Edible Apple reports that Matthias Gansrigler, the developer of Flickery, “decided to email Apple CEO Steve Jobs to see what was up.”

Jobs responded:
We are focusing primarily (though not exclusively) on iPhone OS this year. Maybe next year we will focus primarily on the Mac. Just the normal cycle of things. No hidden meaning here. – Steve Jobs, Apple CEO

Full article here.


  1. I mean, seriously, what more do we need out of 10.6 right now? I’d rather see them focus on the iPhone/iPad for a while and then have them transfer over some of the tech back to the Mac……

  2. The “hidden meaning” is that Apple is confident about the momentum, maturity, and continued steady growth of the Mac platform. iPhone OS is still very young and developing into what Apple wants the platform (which just now includes the iPad) to be. Apple under Steve Jobs is consistently focused like a laser.

  3. People need to relax. Apple announced when Snow Leopard was released that it was going to slow the development of Mac OS X, and likely for the reasons stated by ericdana above: what else needs to be added?

    Sure, other cool new features can be added, but unless a new 3D touch interface is being put in, does Apple really need to keep pushing major upgrades out at 18 month intervals? No. In fact, a slower major OS revision schedule will likely keep future upgrades being very polished and bug-free.
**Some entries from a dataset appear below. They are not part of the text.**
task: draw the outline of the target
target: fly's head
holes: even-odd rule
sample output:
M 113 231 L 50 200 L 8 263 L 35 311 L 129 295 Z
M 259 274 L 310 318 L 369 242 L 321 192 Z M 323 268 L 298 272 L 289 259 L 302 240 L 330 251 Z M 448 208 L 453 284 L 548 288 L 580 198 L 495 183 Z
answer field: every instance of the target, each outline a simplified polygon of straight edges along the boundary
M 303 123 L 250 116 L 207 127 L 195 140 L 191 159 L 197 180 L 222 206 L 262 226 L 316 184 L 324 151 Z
    Heck, even a slower Apple OS development schedule is still half of what Microsoft needs, and Apple actually accomplishes something.

  4. I’m sure that development is going forward on 10.7 (insert name of big cat here), but it’s not far enough along to release to developers. In the meantime, iPhone OS 4.0 is going to be huge, not only because of the prospect of new phones that will harness the full power of the system (multitasking and other aspects), but because of applications for the iPad which is just a few months old. Unlike certain other tech companies (Microsoft, Adobe, etc.), Apple is also able to multitask just like the new iPhone OS will.

  5. Actually, I’m kinda looking forward to it.

    I’ve wanted to go to some iPhone sessions for the last few years, but there’s either been a session conflict with a Mac session that I should go to or I’ve had to be down in one of the labs harassing DTS guys (Made some money last year when a DTS guy bet me I couldn’t reproduce a bug that I showed him…)

    Of course, the Mac sessions they’ll leave in will probably be the ones I should go to because they’re not applicable to iPhone OS (kernel extensions, launchd, securityd, whatever they’re planning to replace DirectoryServices with, etc.)

  6. @MadMac

    Just because they clearly see mobile as a growing market for the future, doesn’t mean it’s the ONLY market. There is clearly a space for desktops in the home, and especially in the workplace.

    I couldn’t see doing what I do on a mobile device. Not enough screen space, not powerful enough, not expandable enough etc etc.